Слезы, перемешиваясь с кровью, текли по синеватым щекам Лахно.

— Я не знаю его, пан комиссар, — сказал Рудой, — поскольку в местном полку не служил и за то, что примерещилось данному человеку, не отвечаю. Только, по моему понятию, если дозволите, так разве такому в партии быть? Хоть в какой партии, считайте, ему, наверно, не место. Слизняк, и только. Так, путается между ногами у настоящих людей.

Начальник ухмыльнулся и с любопытством посмотрел на Рудого. Ему, видимо, понравилась смелость конюха.

— Ты, видать, тоже из той породы, — добродушно заметил начальник полиции. — Но не дурак. Правда, что был комсомольцем?

— Правда, был, пан комиссар, только сынок ваш тоже, наверное, в комсомоле числился? Или дочка? Кто не был в комсомоле из молодых, когда такое поветрие в Советах было? — Он снова сделал ударение на последнем слоге.

— Верно говоришь, — поддержал Рудого начальник, дивясь его смелости. — Дочка моя тоже в комсомоле состояла, а я как мог прятал свою биографию, черт побери, чтобы и меня не хапанули, и ей родителя не вспомнили. А сейчас где околачиваешься?

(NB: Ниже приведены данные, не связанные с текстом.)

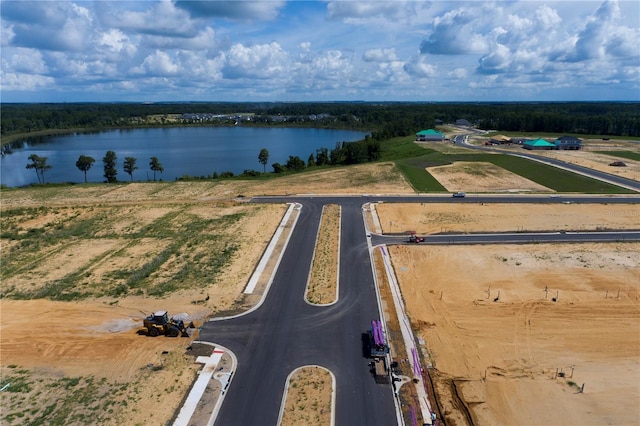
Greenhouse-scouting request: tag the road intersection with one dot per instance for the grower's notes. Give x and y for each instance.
(285, 332)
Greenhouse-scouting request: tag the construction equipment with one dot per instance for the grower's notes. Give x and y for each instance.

— На конюшие стройконторы, господин начальник. Благодарность получил от городской управы за сохранение лошадей. Такие дохлые были (опять ударение на последнем слоге), но я их всех в люди вывел. Вот глядите, благодарность, пан комиссар. — И Рудой, порывшись в кармане, вытащил помятую бумажку.

Начальник полиции скользнул по бумаге. Он уже, кажется, потерял интерес и к Лахно, и к Рудому, потому что взгляд его вдруг потускнел.

— Обоих в лагерь, — устало сказал он вошедшему полицаю.